We examined the effects of essential oil from legal (THC <0.2% w/v) hemp variety on the nervous system in 5 healthy volunteers. GC/EIMS and GC/FID analysis of the EO showed that the main components were myrcene and β-caryophyllene. The experiment consisted of measuring autonomic nervous system (ANS) parameters; evaluations of the mood state; and electroencephalography (EEG) recording before treatment, during treatment, and after hemp inhalation periods as compared with control conditions. The results revealed decreased diastolic blood pressure, increased heart rate, and significant increased skin temperature. The subjects described themselves as more energetic, relaxed, and calm. The analysis EEG showed a significant increase in the mean frequency of alpha (8–13 Hz) and significant decreased mean frequency and relative power of beta 2 (18,5–30 Hz) waves. Moreover, an increased power, relative power, and amplitude of theta (4–8 Hz) and alpha brain waves activities and an increment in the delta wave (0,5–4 Hz) power and relative power was recorded in the posterior region of the brain. These results suggest that the brain wave activity and ANS are affected by the inhalation of the EO of Cannabis sativa suggesting a neuromodular activity in cases of stress, depression, and anxiety.

1. Introduction

The European Pharmacopoeia, sixth Edition (2007), lists 28 essential oils (EOs) [1]. These oils are employed by inhalation and dermal (percutaneous absorption) and oral ingestion in the form of capsules. Industrial hemp (Cannabis sativa L. cultivars) is cultivated for fiber and seed production, but has an incredible number of possible applications as ingredient in the cosmetics industry, as flavouring for beverages (food industry), and in medicine. Several studies have been carried out on the cannabinoid content, resin, and seed oil of Cannabis sativa L. cultivars, but few studies have focused on the chemical composition and pharmacology of the essential oil extracted from fresh inflorescences and even fewer studies are concerned with its possible uses [2–6].

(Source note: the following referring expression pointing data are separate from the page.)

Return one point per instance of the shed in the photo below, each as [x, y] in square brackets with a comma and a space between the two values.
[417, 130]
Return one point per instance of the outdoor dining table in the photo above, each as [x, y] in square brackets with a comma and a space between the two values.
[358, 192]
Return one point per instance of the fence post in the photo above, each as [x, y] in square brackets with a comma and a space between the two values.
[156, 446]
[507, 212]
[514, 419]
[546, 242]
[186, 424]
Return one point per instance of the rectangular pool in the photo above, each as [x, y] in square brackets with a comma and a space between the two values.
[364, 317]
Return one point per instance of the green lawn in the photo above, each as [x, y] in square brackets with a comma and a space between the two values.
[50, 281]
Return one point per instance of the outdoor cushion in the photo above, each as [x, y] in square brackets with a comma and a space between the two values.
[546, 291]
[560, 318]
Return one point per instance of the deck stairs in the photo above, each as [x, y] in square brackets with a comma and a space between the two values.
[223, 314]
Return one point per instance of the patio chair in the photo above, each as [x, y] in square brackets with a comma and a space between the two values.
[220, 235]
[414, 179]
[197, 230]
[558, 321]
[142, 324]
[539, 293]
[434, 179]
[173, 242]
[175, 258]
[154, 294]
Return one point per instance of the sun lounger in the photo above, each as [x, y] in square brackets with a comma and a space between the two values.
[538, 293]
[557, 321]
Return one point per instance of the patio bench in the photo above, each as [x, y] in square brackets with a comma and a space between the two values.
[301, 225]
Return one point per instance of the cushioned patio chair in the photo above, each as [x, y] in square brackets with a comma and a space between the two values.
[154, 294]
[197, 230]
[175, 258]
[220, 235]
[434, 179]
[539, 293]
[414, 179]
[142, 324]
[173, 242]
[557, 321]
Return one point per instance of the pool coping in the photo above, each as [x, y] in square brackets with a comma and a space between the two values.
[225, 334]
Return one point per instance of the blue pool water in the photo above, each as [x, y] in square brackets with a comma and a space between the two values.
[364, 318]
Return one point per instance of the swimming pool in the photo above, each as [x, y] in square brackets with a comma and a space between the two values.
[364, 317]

The hemp essential oil is a complex mixture of many volatile compounds, mainly monoterpenes, sesquiterpenes, and other terpenoid-like substances [7]. The main chemical components are myrcene, β-caryophyllene, limonene, α-pinene, β-pinene, terpinolene, and α-humulene. The general properties of these substances include antidepressant, relaxant, anxiolytic, sedative, antimicrobial, and antioxidants [8]. Some researchers studied the antibacterial properties of this oil. These findings show that industrial hemp EOs exhibited good antimicrobial activities, with respect to Gram (+) bacteria such as Enterococcus hirae, Enterococcus faecium, and S. salivarius subsp. thermophilus and against clostridia (in this case only C. sativa L. varieties Futura) [9]. The study of Russo describes pharmacological properties of main terpenoids present in industrial hemp EOs [8].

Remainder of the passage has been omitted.